Naypyidaw, 25-26 avril 2026. Quinze jours après l’investiture contestée de Min Aung Hlaing, la Chine affiche un soutien sans réserve. En visite officielle, Wang Yi réaffirme l’appui de Pékin à la souveraineté et à la sécurité de la Birmanie, tout en consolidant des engagements économiques et sécuritaires. Derrière la rhétorique diplomatique, une réalité stratégique : stabiliser une frontière instable et sécuriser des intérêts vitaux. Information consultée sur RFI par la rédaction de Voltefaceinfos7.com.

Un pouvoir isolé, un allié décisif

Le fait est clair : alors que le régime birman reste contesté élections décriées, opposition muselée il reçoit l’aval appuyé de Pékin. Min Aung Hlaing, ancien chef de la junte, s’inscrit dans une continuité de pouvoir que beaucoup jugent illégitime. Pourtant, la Chine choisit l’engagement plutôt que la distance. « Les États n’ont pas d’amis, ils n’ont que des intérêts », rappelait Charles de Gaulle. Dans ce dossier, le principe s’applique sans détour.

Frontière sous pression, stabilité recherchée

Depuis le coup d’État contre Aung San Suu Kyi, la Birmanie est plongée dans une guerre civile diffuse.
Pour Pékin, l’enjeu est immédiat : éviter la contagion du chaos à sa frontière sud, notamment dans la province du Yunnan. Wang Yi insiste sur la coopération sécuritaire, visant aussi les réseaux criminels transfrontaliers — fraudes en ligne, jeux d’argent illégaux. « La sécurité est la première des libertés », écrivait Thomas Hobbes. Pour la Chine, elle prime sur toute autre considération.

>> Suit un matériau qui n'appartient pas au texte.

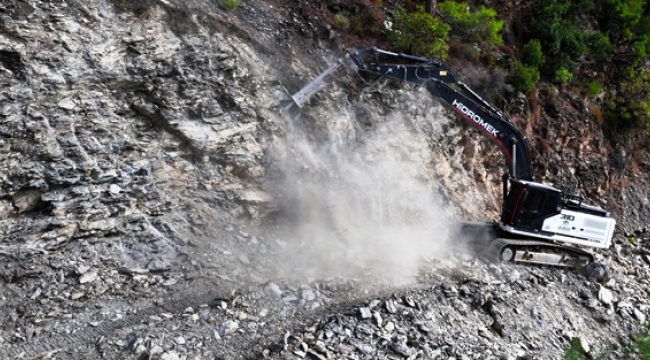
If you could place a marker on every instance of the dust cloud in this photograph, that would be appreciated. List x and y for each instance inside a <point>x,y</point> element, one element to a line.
<point>359,202</point>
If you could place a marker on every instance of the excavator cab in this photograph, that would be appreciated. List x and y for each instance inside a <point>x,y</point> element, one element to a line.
<point>528,204</point>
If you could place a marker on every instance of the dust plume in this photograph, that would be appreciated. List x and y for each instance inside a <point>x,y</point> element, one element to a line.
<point>360,202</point>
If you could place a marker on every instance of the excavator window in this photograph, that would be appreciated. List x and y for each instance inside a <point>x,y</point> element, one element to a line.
<point>528,205</point>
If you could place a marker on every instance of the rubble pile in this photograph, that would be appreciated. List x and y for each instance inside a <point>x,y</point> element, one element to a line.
<point>139,204</point>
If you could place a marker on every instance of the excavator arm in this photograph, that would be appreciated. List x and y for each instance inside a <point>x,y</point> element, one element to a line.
<point>443,84</point>
<point>539,223</point>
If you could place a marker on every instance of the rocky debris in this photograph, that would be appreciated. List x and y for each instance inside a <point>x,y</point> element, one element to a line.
<point>135,146</point>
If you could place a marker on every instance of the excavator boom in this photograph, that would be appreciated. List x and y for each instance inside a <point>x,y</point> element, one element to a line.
<point>539,224</point>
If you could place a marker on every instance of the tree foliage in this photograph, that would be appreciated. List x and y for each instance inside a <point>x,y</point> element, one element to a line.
<point>419,33</point>
<point>481,26</point>
<point>629,106</point>
<point>525,77</point>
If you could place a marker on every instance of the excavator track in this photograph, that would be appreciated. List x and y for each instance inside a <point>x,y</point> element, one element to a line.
<point>536,252</point>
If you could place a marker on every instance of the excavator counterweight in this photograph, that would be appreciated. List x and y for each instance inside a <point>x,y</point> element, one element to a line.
<point>539,224</point>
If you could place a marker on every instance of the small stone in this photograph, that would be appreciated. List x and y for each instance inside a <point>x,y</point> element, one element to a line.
<point>155,351</point>
<point>308,295</point>
<point>365,313</point>
<point>67,104</point>
<point>274,288</point>
<point>605,295</point>
<point>172,355</point>
<point>88,277</point>
<point>228,327</point>
<point>390,306</point>
<point>639,315</point>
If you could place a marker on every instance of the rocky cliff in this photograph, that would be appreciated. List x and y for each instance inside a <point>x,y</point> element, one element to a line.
<point>157,203</point>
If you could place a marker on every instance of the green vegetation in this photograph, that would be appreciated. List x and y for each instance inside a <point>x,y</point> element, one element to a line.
<point>419,33</point>
<point>230,5</point>
<point>563,76</point>
<point>480,26</point>
<point>629,106</point>
<point>369,21</point>
<point>637,348</point>
<point>525,77</point>
<point>601,47</point>
<point>594,89</point>
<point>342,21</point>
<point>606,37</point>
<point>575,351</point>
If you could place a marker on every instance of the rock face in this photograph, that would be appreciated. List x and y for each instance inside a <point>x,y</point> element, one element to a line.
<point>155,202</point>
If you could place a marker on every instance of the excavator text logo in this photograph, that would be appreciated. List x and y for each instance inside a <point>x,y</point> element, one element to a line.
<point>477,119</point>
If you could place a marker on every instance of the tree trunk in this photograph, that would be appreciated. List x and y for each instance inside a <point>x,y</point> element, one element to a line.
<point>430,6</point>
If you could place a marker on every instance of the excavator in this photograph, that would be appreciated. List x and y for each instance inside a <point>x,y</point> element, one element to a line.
<point>539,224</point>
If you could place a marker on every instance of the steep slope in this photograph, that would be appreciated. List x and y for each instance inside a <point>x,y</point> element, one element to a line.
<point>156,203</point>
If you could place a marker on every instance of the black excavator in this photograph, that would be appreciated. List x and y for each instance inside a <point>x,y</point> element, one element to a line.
<point>539,224</point>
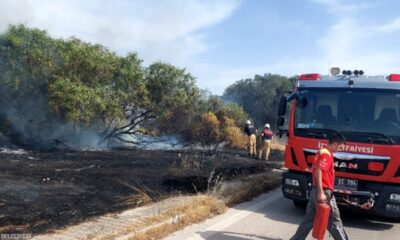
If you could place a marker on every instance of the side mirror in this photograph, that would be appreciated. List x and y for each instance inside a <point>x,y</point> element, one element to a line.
<point>280,122</point>
<point>282,106</point>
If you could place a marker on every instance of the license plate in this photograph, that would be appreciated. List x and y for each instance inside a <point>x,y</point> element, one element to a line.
<point>346,183</point>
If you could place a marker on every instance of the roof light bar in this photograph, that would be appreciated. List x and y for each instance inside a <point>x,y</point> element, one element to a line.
<point>310,76</point>
<point>394,77</point>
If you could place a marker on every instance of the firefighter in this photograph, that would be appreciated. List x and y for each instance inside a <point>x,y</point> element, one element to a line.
<point>266,138</point>
<point>323,185</point>
<point>251,133</point>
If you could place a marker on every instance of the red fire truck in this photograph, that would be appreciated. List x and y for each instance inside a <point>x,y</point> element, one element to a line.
<point>365,110</point>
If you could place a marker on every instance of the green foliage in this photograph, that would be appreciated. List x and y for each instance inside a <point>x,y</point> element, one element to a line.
<point>216,123</point>
<point>259,96</point>
<point>56,81</point>
<point>173,96</point>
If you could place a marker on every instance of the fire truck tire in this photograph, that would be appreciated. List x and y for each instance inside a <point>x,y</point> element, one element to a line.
<point>300,204</point>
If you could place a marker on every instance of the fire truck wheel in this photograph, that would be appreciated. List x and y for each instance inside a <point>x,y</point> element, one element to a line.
<point>300,204</point>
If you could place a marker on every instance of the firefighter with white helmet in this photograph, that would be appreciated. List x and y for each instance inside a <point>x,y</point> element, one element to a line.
<point>266,138</point>
<point>251,131</point>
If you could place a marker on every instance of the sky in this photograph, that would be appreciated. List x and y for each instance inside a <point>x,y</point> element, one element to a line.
<point>222,41</point>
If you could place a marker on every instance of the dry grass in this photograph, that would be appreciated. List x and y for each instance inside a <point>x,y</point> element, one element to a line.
<point>138,198</point>
<point>201,208</point>
<point>278,144</point>
<point>246,188</point>
<point>205,206</point>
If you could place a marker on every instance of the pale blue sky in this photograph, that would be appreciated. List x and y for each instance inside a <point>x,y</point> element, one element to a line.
<point>222,41</point>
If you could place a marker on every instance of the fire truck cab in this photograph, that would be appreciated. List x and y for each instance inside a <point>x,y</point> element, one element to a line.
<point>366,111</point>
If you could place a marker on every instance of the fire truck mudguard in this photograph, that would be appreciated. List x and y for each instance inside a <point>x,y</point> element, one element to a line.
<point>366,111</point>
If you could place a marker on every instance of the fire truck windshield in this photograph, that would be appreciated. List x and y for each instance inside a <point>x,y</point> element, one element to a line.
<point>361,115</point>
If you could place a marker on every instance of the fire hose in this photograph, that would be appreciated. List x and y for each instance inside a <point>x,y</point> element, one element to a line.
<point>365,206</point>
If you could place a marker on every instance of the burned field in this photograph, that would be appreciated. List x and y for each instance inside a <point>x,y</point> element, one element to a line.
<point>41,191</point>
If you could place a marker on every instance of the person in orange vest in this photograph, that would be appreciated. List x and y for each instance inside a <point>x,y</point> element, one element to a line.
<point>266,138</point>
<point>323,174</point>
<point>251,131</point>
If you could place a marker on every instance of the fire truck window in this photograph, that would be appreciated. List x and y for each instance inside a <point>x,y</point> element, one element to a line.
<point>350,112</point>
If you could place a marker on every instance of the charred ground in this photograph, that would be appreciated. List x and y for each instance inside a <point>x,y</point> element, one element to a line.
<point>41,191</point>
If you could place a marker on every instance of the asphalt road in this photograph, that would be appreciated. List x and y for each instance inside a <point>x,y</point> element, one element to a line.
<point>272,217</point>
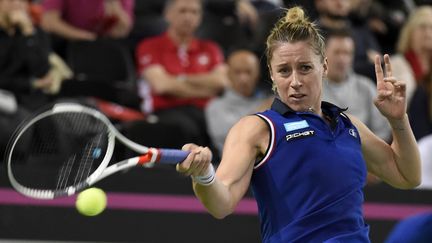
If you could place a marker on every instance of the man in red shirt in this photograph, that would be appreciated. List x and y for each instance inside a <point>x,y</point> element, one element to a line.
<point>179,72</point>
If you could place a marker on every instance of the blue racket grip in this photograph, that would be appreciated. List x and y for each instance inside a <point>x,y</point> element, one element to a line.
<point>172,156</point>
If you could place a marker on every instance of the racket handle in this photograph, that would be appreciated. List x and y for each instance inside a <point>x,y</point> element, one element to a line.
<point>172,156</point>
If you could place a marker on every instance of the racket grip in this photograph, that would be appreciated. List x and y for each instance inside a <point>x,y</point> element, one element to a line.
<point>172,156</point>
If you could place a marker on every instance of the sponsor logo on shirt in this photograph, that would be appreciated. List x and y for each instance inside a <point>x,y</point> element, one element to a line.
<point>353,132</point>
<point>292,126</point>
<point>297,135</point>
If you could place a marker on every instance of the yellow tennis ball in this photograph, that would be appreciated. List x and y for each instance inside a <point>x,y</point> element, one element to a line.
<point>91,202</point>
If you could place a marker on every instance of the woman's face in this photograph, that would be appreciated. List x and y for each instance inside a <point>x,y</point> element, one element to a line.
<point>297,73</point>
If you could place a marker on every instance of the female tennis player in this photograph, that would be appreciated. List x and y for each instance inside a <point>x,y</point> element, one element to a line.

Ressources et routes : le cœur du jeu

Au-delà de la stabilité, l’économie dicte la ligne. La Birmanie offre à Pékin un accès stratégique aux ressources : terres rares, gaz, corridors énergétiques. Mais surtout, elle constitue un maillon clé d’un projet majeur : relier le Yunnan à l’océan Indien via un corridor économique. Les combats ont ralenti ces ambitions. Leur relance devient prioritaire. Comme le notait Adam Smith, « la richesse des nations dépend de leur capacité à commercer ». Ici, le commerce est aussi géopolitique.

Diplomatie pragmatique, silence calculé

Face aux critiques internationales et aux réserves de l’ASEAN, Pékin adopte une posture constante : non-ingérence affichée, soutien actif. La Chine ne juge pas elle stabilise, négocie, investit. « La diplomatie est l’art de dire “belle journée” en attendant de voir si la pluie tombe », écrivait Ambrose Bierce. Dans le cas birman, Pékin anticipe l’orage, tout en consolidant ses positions.

Soutien stratégique, équation globale

Un régime contesté, un voisin puissant, une alliance d’intérêts. La Chine ne défend pas seulement un partenaire : elle sécurise une zone clé de son influence. « Qui contrôle les routes contrôle le monde », résumait Halford  Mackinder. En Birmanie, ces routes passent par la stabilité et par un soutien qui, loin d’être idéologique, relève d’un calcul précis, presque implacable.